Bill Brikiatis: Small and midsize businesses have some significant advantages over larger businesses when it comes to moving to a more paperless existence. Of course, it's a fallacy to think anyone can do away with paper completely. But there's less IT bureaucracy in a small or midsize business. In a larger organization, to bring in new applications, you need to go through reviews, checks, processes, approvals. Small and midsize businesses can be much more nimble with IT projects.

Also, in larger organizations, the resources can mask problems in processes. For example, a large telecom provider had subpoenas and needed to turn over billing records. It used a paper process because the company had enough temps to go through all the paper and do it manually. It didn't have to get creative. It had the resources to maintain the paper processes.
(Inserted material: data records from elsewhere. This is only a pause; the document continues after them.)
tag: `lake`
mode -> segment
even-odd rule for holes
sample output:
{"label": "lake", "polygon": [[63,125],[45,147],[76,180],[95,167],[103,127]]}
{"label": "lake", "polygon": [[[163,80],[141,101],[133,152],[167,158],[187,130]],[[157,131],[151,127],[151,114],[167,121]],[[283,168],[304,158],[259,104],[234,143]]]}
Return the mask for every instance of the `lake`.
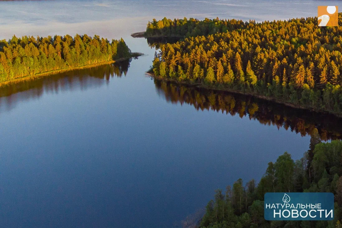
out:
{"label": "lake", "polygon": [[255,2],[0,3],[1,39],[96,34],[145,54],[0,88],[0,227],[177,227],[215,189],[258,181],[285,151],[301,158],[315,128],[341,138],[332,116],[145,76],[155,49],[130,35],[153,18],[286,19],[327,4]]}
Small and midsize businesses can't afford that.

The real difficulty is when small and midsize businesses have parallel workflows -- one electronic and one paper. They can't afford to maintain both. Many law firms have paper file records of correspondence and then for electronic correspondence they have electronic workflow. When a client wants to talk about an issue, the lawyer needs to look through his e-mails and then looks through the filing cabinet. He needs to call the client back. It only resides on paper. The solution is to go electronic. It's hard for paper-intensive businesses -- but when some [records] are on file and some are electronic and you don't know where it is, it's double the search time. And it's not just in the legal industry, it's also the construction industry.